If proposed EU data protection rules prevent insurers from carrying out essential functions, such as fighting fraud, the cost of insurance will grow, according to William Vidonja.
Vidonja is the head of conduct of business at Insurance Europe, the federation representing European insurers and reinsurers.
Given that processing policyholder data lies at the very heart of their businesses, insurers are particularly sensitive to the importance of keeping it safe.
Insurers collect and process data to analyse the risks that individuals wish to cover, which in turn allows them to tailor products accordingly. Data processing is also an essential part of evaluating and paying policyholders’ claims, complying with EU regulations, and in the detection and prevention of fraud.
The EU is currently debating a new set of data protection rules, which originated in January 2012 when the Commission proposed a data protection reform package to adjust the current EU data protection framework to take account of rapid technological developments and an increase in globalisation.

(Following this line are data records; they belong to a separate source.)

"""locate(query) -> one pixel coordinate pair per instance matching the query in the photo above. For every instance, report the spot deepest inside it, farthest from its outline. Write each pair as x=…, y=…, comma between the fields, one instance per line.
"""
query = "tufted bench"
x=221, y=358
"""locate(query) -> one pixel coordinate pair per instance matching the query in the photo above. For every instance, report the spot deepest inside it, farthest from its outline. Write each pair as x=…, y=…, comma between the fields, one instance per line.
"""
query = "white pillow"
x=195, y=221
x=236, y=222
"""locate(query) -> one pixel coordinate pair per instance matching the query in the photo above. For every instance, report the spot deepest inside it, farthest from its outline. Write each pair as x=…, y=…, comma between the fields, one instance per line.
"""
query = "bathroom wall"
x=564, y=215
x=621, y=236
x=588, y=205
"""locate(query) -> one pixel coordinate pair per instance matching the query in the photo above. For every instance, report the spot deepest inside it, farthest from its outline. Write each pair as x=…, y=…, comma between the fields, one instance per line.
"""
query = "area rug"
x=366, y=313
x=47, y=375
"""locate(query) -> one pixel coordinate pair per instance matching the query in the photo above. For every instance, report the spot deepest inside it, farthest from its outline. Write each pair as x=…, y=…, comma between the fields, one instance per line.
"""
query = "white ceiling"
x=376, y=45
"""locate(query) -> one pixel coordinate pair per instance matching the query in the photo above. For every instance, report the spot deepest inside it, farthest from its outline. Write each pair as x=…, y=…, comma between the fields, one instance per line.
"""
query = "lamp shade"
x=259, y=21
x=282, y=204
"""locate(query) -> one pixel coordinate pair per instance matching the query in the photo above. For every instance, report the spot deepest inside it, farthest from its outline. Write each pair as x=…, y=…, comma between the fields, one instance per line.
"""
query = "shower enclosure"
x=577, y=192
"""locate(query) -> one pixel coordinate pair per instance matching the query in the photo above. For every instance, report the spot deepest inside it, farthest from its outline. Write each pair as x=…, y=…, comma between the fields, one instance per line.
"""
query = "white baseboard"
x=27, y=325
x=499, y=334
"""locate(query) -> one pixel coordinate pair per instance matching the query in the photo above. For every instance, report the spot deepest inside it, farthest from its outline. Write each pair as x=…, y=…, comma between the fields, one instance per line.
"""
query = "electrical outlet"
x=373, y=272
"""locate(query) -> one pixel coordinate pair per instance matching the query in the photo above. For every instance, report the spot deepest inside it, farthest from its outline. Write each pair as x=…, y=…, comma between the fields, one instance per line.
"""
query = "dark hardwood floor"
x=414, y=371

The draft regulation will apply to all businesses processing data across sectors, both off and online. As a consequence of this, the draft has become a hugely complex legislative proposal. Insurers are concerned that the proposed regulation could introduce unintended consequences for the insurance industry and its consumers.
One concern is that proposed rules on profiling would not allow insurers to analyse data when measuring the risk that potential policyholders wish to transfer to them. For example, if someone wants to take out a car insurance policy, the insurer will need to know how many years they have been driving and how many car accidents they have had in order to calculate the risk they pose to the insurer and the insurance premium that that person would have to pay.
If insurers are not able to analyse this information, then they won’t be able to evaluate risks on an individual basis. This would add a degree of uncertainty and, consequently, would lead to higher costs for everybody across the board. In order to avoid this, EU policymakers should amend the draft regulation to allow insurance-related profiling at a pre-contractual stage and for the duration of the contract. This would avoid the risk of additional unnecessary costs for consumers.
Another concern is that the proposed Regulation could restrict insurers’ ability to share information in order to identify and combat fraud, which is estimated to already represent up to 10% of all claims expenditure in Europe.
One of the ways in which insurers detect suspicious activity is by examining policyholders’ previous claims history; for example, to see whether someone has made multiple claims of the same nature. If insurers are not able to share claims history data, their efforts to protect honest policyholders against the consequences of insurance fraud would be hindered. The proposed EU Regulation should, therefore, explicitly recognise the need for companies, including insurers, to process and share information for the purposes of fraud detection and prevention.
Insurers need to be able to retain and process their policyholders’ data, for example to comply with other EU regulations, so any data protection Regulation should make allowances for this.
A step in the right direction, but more is needed
In March 2014 the European Parliament approved a report on the proposed Regulation, which included several points to make it more effective. While the Parliament’s report made positive changes to the EC’s original proposal, further changes are still needed to ensure that the Regulation allows insurers to continue providing their services to consumers. If this does not happen, policyholders may find that the cost of their insurance policies rising unnecessarily.